Thanks...and yes...I had him when you came over. He certainly looks larger in person then in the pics dont you think? To me...large fish dont seem near as large in pics or videos...not sure why that is.


----------



## Piranha_man (Jan 29, 2005)

Perhaps it's the 3-dimensionalism that makes them appear larger in person.
I swear that guy could bite your freakin' thumb off in a single chomp!


----------



## Coldfire (Aug 20, 2003)

WOW, 10"-13" Terns. Just amazing.

WOW, 10"-13" Terns. Just amazing.


----------



## Piranha_man (Jan 29, 2005)

Coldfire said:


> WOW, 10"-13" Terns. Just amazing.
> 
> WOW, 10"-13" Terns. Just amazing.


You can say that again!


----------



## baddfish (Feb 7, 2003)

Hey Gurke.

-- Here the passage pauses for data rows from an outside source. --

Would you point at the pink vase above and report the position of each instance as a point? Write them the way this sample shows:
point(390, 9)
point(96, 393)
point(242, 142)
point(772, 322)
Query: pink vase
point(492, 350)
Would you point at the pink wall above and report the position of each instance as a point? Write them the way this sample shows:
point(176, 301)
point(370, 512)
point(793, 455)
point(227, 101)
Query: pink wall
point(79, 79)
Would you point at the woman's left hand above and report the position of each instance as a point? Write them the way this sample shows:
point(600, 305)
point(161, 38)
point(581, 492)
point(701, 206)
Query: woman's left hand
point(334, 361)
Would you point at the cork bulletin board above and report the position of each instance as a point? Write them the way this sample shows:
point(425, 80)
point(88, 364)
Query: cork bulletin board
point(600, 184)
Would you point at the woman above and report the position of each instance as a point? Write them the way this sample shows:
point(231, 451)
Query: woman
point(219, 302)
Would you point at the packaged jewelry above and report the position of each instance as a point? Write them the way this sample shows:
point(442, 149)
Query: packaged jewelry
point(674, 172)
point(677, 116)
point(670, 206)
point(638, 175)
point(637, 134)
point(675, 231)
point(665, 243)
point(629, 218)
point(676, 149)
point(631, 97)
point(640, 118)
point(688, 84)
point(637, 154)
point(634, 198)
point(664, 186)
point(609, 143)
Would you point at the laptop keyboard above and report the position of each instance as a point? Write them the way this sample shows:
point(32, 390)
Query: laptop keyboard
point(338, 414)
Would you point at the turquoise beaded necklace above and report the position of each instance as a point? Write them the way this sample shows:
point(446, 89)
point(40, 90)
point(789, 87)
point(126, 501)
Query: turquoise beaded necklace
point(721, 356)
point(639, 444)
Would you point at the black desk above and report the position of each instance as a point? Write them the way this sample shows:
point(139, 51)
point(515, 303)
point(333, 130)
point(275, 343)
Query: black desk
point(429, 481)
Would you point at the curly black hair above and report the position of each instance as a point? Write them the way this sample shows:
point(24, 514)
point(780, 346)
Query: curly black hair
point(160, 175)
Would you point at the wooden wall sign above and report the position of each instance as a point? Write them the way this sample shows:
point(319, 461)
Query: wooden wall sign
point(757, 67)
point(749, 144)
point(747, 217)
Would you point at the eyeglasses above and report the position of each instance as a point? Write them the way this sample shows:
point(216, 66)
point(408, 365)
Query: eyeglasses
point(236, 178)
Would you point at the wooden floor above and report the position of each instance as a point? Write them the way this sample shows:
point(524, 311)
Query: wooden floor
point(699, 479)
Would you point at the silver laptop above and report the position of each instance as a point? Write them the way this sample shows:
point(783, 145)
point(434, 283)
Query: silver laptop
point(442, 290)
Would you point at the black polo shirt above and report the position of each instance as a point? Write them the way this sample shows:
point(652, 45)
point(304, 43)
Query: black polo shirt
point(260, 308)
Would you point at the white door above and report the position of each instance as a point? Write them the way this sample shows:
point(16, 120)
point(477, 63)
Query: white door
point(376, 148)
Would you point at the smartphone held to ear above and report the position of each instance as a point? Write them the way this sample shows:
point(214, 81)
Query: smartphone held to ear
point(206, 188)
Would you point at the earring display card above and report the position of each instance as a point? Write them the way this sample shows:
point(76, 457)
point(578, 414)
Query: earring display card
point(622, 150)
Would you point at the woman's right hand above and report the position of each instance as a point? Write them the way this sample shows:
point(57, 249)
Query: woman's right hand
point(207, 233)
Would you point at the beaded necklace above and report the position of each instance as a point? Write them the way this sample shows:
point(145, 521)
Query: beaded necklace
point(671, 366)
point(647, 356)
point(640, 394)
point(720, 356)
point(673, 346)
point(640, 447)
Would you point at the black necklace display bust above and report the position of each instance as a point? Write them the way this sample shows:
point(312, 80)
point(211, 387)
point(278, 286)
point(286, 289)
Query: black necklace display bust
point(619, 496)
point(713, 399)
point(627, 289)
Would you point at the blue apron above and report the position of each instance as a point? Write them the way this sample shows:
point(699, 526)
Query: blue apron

Is Gomez (my 10in Geryi) swimming somewhere within that schoal you posted?


----------



## face2006 (Feb 17, 2006)

baddfish said:


> Hey Gurke. Is Gomez (my 10in Geryi) swimming somewhere within that schoal you posted?


pinche mamon!... probably renamed him to Johnson..lol


----------



## Grosse Gurke (Jan 3, 2003)

baddfish said:


> Hey Gurke. Is Gomez (my 10in Geryi) swimming somewhere within that schoal you posted?


I wish....but I think being solo for a while had conditioned him to the point he couldnt live with other geryi. I tried him in a few different groups....no luck though...he was just too dominant. I gave him to Nick...Serrapygo.


----------